WAKEFIELD — Superintendent of Schools Dr. Stephen K. Zrike has announced that the 1:1 Technology Learning Initiative at the Galvin Middle School has been implemented.
As part of the initiative, students will use Google apps for the Education Learning Platform for regular collaboration, receive instant feedback on assignments and be better prepared for computer-based assessments.
“In moving into our new building, we have learned much about the effective use of technology from our early adopter teachers within all teams and departments,” said Zrike. “Student learning and achievement will be enhanced through the seamless access to technology.”
According to the school’s Vision and Usage Plan concerning technology, the following applies:
Vision: Reshape the culture of teaching and learning by empowering teachers and students to interact within the school’s collaborative environment to solve real world problems across our one-to-world digital landscape.
Why 1:1 at the Galvin and not Bring Your Own Device:
Middle school students are being provided with a foundational experience using Google Apps for Education so they enter high school with the experiential flexibility to choose a device that best meets their educational needs.
Standard Operational Expectations:
As part of this initiative, parents can expect that students will:
• Use the Google apps for the Education Learning Platform for regular collaboration.
• Receive instant feedback on assignments.
• Be better prepared for computer-based assessments.
Examples of what the Galvin community is doing with technology:
• Teaching students the fundamentals for digital citizenship,
• Utilizing a learning management system to administer, document, report and deliver educational technology resources.
• Using the Galvin learning commons website and online catalog to access and locate print and electronic resources, using databases, e-books and advanced Google search to find articles pertaining to research topics.
• Creating slideshows for students to demonstrate knowledge and research skills.
• Video game design and “hour of code” programming activities.

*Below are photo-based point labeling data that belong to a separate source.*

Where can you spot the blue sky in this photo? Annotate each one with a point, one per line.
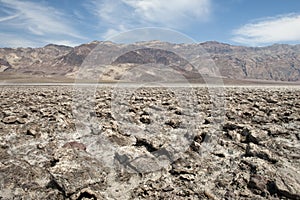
(36, 23)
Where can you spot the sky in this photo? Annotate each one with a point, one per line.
(36, 23)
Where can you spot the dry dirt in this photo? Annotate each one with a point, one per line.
(64, 142)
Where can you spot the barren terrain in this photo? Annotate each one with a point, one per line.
(67, 142)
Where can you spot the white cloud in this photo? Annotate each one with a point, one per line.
(284, 28)
(120, 15)
(36, 21)
(14, 40)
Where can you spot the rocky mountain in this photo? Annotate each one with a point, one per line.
(279, 62)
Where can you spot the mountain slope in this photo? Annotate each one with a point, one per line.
(276, 62)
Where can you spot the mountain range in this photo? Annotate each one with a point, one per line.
(110, 61)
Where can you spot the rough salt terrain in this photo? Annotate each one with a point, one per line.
(61, 142)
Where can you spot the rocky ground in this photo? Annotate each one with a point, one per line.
(61, 142)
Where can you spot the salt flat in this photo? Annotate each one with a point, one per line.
(65, 141)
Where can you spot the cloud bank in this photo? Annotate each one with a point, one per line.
(122, 15)
(279, 29)
(34, 20)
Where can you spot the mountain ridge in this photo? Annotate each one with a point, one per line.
(278, 62)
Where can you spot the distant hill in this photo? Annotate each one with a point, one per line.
(279, 62)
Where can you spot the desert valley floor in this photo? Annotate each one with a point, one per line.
(67, 142)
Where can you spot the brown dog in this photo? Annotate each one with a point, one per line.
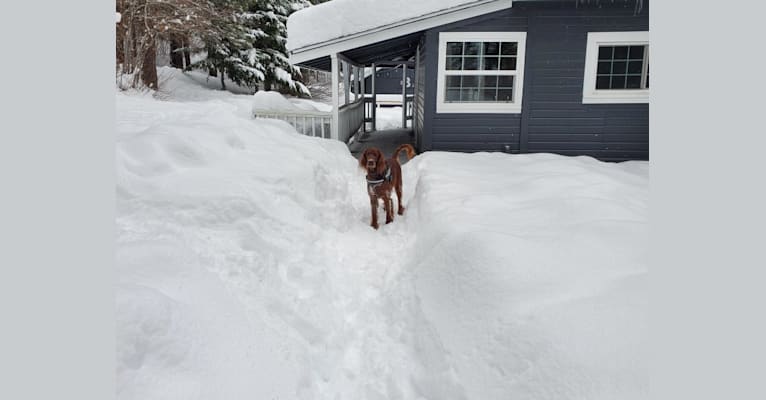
(382, 177)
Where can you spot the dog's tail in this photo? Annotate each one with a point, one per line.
(408, 147)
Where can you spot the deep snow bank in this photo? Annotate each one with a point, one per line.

• Practicing math skills, including visualizing transformations on a coordinate grid.
• Using various subject-related web resources to complement class discussions.
• Keyboarding.
• Using Google forms for in-class assessment.
• Reading articles and responding to analysis questions.
• Using Google sheets as an online agenda book for students with writing-related disabilities.
In support of this effort, Zrike said school officials will continue to support staff through ongoing professional development and guidance on how to most effectively integrate Chromebook as part of regular instruction.